The relationship between circulating fibroblast growth factor 23 and bone metabolism factors in Korean hemodialysis patients
- First Online:
- Cite this article as:
- Park, SY., Jeong, KH., Moon, JY. et al. Clin Exp Nephrol (2010) 14: 239. doi:10.1007/s10157-010-0272-5
- 111 Downloads
Fibroblast growth factor 23 (FGF-23) is a circulating factor that acts as a phosphaturic factor in the kidneys. It is also involved in several disorders of phosphate regulation and bone metabolism. We hypothesized that increased FGF-23 levels in patients with endstage renal disease (ESRD) on maintenance hemodialysis would be associated with increased bone demineralization, and we analyzed the relationship between FGF-23 levels and bone mineral density (BMD).
The serum level of FGF-23 was measured in this cross-sectional study, whose subjects consisted of 54 patients with ESRD on maintenance hemodialysis. Clinical parameters associated with hemodialysis and bone metabolism were measured. The relationship between serum FGF-23 and BMD and the factors affecting the serum level of FGF-23 were analyzed.

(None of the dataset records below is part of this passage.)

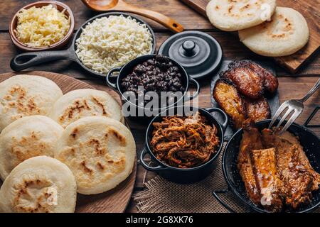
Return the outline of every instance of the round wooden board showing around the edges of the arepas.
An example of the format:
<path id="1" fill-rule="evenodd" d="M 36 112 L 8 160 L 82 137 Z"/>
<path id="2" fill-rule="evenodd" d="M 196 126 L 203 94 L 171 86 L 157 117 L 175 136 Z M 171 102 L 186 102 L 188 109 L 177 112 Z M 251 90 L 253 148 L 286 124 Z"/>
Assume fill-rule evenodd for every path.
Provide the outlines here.
<path id="1" fill-rule="evenodd" d="M 63 74 L 53 72 L 31 71 L 31 72 L 9 72 L 0 74 L 0 82 L 12 77 L 16 74 L 32 74 L 51 79 L 58 84 L 63 94 L 73 91 L 75 89 L 95 89 L 89 84 L 82 82 L 73 77 L 68 77 Z M 43 89 L 46 89 L 45 87 Z M 97 195 L 82 195 L 78 194 L 77 206 L 75 212 L 78 213 L 122 213 L 127 208 L 132 191 L 134 189 L 134 182 L 136 179 L 137 162 L 134 165 L 132 174 L 116 188 Z M 0 181 L 0 184 L 2 182 Z"/>

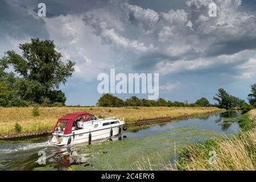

Serum FGF-23 levels were significantly higher in ESRD patients on maintenance hemodialysis than in normal persons (2961.4 vs. 30 pg/ml). Multiple regression analysis showed that increasing FGF-23 levels were associated with serum phosphate (r = 0.684, P < 0.001), but not with BMD or other bone metabolism factors. Factors affecting log10FGF-23 included the serum calcium phosphate product (β = 0.603) and Kt/V (integrated fractional clearance expressed per dialysis, β = −0.244). These results were also seen in an analysis of the correlations based on T score or gender.
FGF-23 levels were positively associated with serum phosphate levels but were not correlated with BMD. The only factors affecting log10FGF-23 were the serum calcium phosphate product and Kt/V. These findings suggest that FGF-23 may have no direct effect on bone mineralization, and further studies are warranted to examine the effects of FGF-23 on vitamin D metabolism.